Iets wat me altijd heeft geïntrigeerd over Abraham Lincoln is, niet verrassend, zijn gevoel voor humor. Voor zover ik weet, is hij de eerste Amerikaanse president met zo’n gevoel voor humor.
Dat komt omdat de term “gevoel voor humor” pas in de jaren zestig en zeventig algemeen werd gebruikt. In de jaren achttien-veertig en vijftig heette het “het gevoel voor het belachelijke,” en had niet de positieve connotaties die “gevoel voor humor” vandaag de dag heeft. In die tijd was het belachelijke datgene wat de spot dreef. Grappigheid en wreedheid gingen hand in hand. Natuurlijk lopen ze ook in onze tijd nog vaak arm in arm rond.
In de film “Lincoln” is Tommy Lee Jones, als de sarcastisch belasterende Thaddeus Stevens, een goed voorbeeld van het verband tussen grappig en wreed. Veel van zijn beschimpingen waren te smerig voor de Congressional Globe (de voorloper van de Congressional Record), maar deze werd wel opgenomen: “Er zat een heer uit het verre westen naast me, maar hij ging weg en de stoel lijkt net zo schoon als voorheen.”
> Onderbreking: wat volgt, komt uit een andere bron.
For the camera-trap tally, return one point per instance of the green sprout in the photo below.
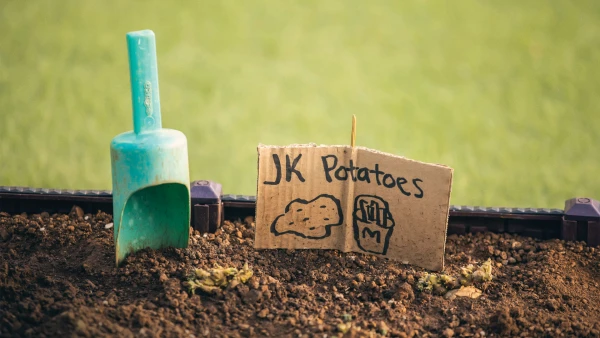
(217, 278)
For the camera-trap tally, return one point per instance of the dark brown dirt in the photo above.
(57, 278)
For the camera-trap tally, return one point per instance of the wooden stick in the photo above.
(353, 135)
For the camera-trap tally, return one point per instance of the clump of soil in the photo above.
(57, 278)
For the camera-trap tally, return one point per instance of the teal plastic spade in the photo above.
(150, 172)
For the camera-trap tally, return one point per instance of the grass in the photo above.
(505, 92)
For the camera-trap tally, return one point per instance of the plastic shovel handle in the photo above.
(143, 71)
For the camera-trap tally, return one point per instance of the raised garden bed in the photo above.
(57, 278)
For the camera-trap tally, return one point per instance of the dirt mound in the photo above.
(57, 278)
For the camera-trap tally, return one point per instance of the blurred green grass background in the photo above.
(505, 92)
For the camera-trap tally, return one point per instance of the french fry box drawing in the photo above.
(373, 224)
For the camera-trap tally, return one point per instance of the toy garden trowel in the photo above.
(150, 173)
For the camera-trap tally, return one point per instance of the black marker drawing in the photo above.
(373, 224)
(309, 219)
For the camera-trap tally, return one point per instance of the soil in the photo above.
(57, 278)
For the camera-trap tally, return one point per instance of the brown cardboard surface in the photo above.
(352, 199)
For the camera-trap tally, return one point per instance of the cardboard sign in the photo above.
(352, 199)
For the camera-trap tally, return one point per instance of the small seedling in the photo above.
(441, 283)
(218, 278)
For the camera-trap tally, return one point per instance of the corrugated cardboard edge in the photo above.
(314, 145)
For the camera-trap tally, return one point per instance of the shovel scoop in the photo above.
(150, 172)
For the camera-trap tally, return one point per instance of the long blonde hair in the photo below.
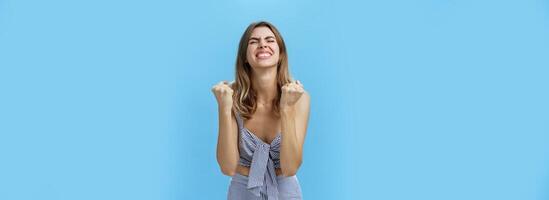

Lincolns humor was heel anders omdat het, om te beginnen, echt “humor” was zoals het woord in zijn tijd werd gedefinieerd. Wij maken tegenwoordig geen onderscheid meer tussen “humor” en “geestigheid”, maar in de 19e eeuw deed men dat wel. Humor was sarcastisch en antipathiek terwijl humor sympathiek en empathisch was. Het is het verschil dat we nu opmerken als we onderscheid maken tussen “lachen met” en “lachen om”. Lincoln ging veel meer over “lachen met” dan “lachen om”. En wanneer hij “lachte met”, was het vaak hijzelf die hij bespotte.
In de beroemde Lincoln-Douglas debatten, toen Douglas Lincoln ervan beschuldigde twee gezichten te hebben, antwoordde Lincoln, verwijzend naar zijn homeliness, “Eerlijk gezegd, als ik twee gezichten had, zou ik je dit dan laten zien?” En in zekere zin vertelt Lincolns gezicht zelf ons veel over zijn gevoel voor humor.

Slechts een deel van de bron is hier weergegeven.